Tips for a good nights sleep
There are a number of factors that may increase your risk for insomnia and by addressing these you may improve your sleep quality and quantity.
- Establish and maintain a regular time for going to bed and rising (rising at the same time is important) Best to retire no later than 11pm
- Expose yourself to bright light/sunlight in morning on waking
- Get up when you wake up – don’t linger in bed
- No coffee after lunch or any caffeine after 2 pm
- Avoid drinking soft drinks
- Your neck / back / shoulders might need some attention (consider seeing a physiotherapist – www.gracevillephysio.com.au)

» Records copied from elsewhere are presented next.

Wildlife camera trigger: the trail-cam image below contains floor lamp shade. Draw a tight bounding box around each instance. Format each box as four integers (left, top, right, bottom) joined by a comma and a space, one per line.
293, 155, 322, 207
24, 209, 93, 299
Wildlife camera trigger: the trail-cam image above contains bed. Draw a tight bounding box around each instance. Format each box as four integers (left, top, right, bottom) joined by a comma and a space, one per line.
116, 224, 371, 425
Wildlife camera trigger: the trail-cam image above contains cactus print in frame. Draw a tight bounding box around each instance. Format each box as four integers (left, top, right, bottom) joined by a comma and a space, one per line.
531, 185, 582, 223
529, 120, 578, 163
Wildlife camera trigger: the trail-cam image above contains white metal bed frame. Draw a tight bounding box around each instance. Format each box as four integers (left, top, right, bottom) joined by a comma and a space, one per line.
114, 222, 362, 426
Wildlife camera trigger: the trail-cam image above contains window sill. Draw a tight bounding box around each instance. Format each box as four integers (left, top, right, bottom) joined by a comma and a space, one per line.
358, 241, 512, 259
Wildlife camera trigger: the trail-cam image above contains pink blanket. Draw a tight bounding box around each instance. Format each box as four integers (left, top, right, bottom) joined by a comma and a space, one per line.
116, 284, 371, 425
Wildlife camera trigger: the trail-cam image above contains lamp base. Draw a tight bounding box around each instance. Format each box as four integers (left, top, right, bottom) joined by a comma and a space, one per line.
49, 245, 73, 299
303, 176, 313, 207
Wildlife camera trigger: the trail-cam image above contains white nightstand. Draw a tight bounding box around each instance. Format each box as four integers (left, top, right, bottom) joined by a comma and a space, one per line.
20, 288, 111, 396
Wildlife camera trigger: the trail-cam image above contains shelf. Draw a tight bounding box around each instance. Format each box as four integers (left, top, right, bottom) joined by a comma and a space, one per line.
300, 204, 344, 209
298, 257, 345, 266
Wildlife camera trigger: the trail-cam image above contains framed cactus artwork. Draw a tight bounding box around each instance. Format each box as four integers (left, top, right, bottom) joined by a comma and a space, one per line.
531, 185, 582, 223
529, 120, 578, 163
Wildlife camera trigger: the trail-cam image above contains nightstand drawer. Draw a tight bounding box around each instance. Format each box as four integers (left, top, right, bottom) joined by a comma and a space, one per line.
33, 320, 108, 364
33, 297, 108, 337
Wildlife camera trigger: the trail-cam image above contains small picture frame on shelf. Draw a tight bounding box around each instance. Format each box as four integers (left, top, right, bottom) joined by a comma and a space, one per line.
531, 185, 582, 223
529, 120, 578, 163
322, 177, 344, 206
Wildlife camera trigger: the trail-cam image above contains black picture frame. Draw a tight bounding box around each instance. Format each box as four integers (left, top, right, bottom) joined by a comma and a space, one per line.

- Eat light meals at night – your body needs to use its energy to rejuvenate itself rather than spend the night digesting food you have eaten
- At night dim the lights, turn on low watt lamps and turn down T.V. etc.
- Avoid tyramine foods after 5pm (aged foods)
- Avoid eating starches after 5pm
- Make sure the bedroom is completely dark and free from noise (consider ear plugs, eye mask, blockout curtains)
- Create a sleep promoting environment that is comfortable (cool, quiet, dark.)
- Avoid using an electric blanket (or warm up then unplug from wall)
- Electrical appliances and mobile phones should be at a distance of one metre or more from bed
- Avoid watching TV in bed
- Avoid cigarettes 2 hours before bed, or even better – QUIT!
- Avoid exercising too late at night
- Avoid naps late in the afternoon, If you need a “Power nap” during the day, 20 minutes before 2pm is OK, only if need.
- Nasal breathing is essential/close your mouth! Breathing nasal strips can open up nasal passages (from chemist)
- Establish a regular bedtime routine/ritual so that you start to connect these prebed activities (such as a bath, or listening to certain music) with a winding-down sensation, and then doing them or even thinking about them will make you feel relaxed and sleepy.
- Learn ways to manage stress. Consider talking to a counsellor?
- There may be other factors contributing to poor sleep – so speak to your Naturopath, Nutritionist or Doctor if insomnia persists. For more information on some of the testing we have available, have a look at this link – Sleep Profile Test.
The biggest challenge is to try not to worry about your lack of sleep, as this just creates extra pressure on you to fall asleep, perpetuating insomnia.